The problem is the rest of it. Its lyric heavy, distracting, and laughably bad. Don’t believe me? It contains the line “Drinkin Margaritas/ With the Senoritas.” That line gets repeated. Dylan actually sings with a straight face “Oh Billy They Don’t Want You To Be So Free.” It’s mind blowing.

As for Billy himself, I’ve always found him a bit problematic as well. Kristopherson is a fine if limited actor. When he plays Billy as the center of his own universe, like when he calmly saunters out of the town after executing the two deputies charged with guarding him, mocking the cowed townsfolk, who seconds before where yowling to watch him die, he’s perfect. Unfortunately the film has him spending so much time being beautific (something I’d attribute to Wurletzer over Peckinpah) that he remains a cipher through most of the runtime, and not a particularly interesting one. When he assumes a cruciform right before his death I was only shocked to be reminded that he hadn’t been standing that way for the entire film.

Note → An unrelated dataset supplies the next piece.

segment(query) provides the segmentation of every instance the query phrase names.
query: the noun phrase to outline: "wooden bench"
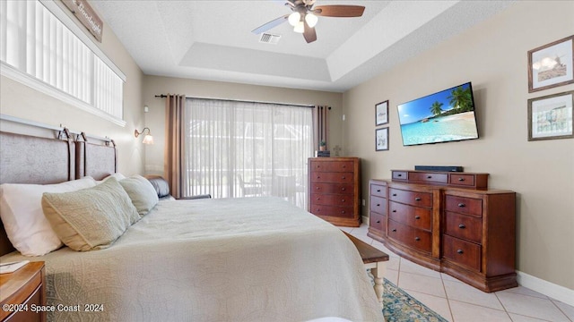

One could argue that given the fact that I’ve argued that the film is a movie of abstracts its fitting that Billy be purely symbolic. But there’s too much life around the edges of the film for me to fully except the way he’s portrayed.

I feel like I’m being too rough on the film though. Its one I truly do love, and I should point out that the only reason I’m able to articulate what bugs me about it is that I’ve seen the film a couple dozen times. Pat Garrett remains a stunning and unique cinematic vision. Its a rich movie. One of the few films that actually earns that stock hack critic phrase, “A meditation…”

1 comment:

Troy Olson said...

I'm with you on this -- it's a movie that has its flaws, but it's still so damn good. For me, it's my favorite "imperfect perfect" film. Great points all around on the meditative qualities of the movie.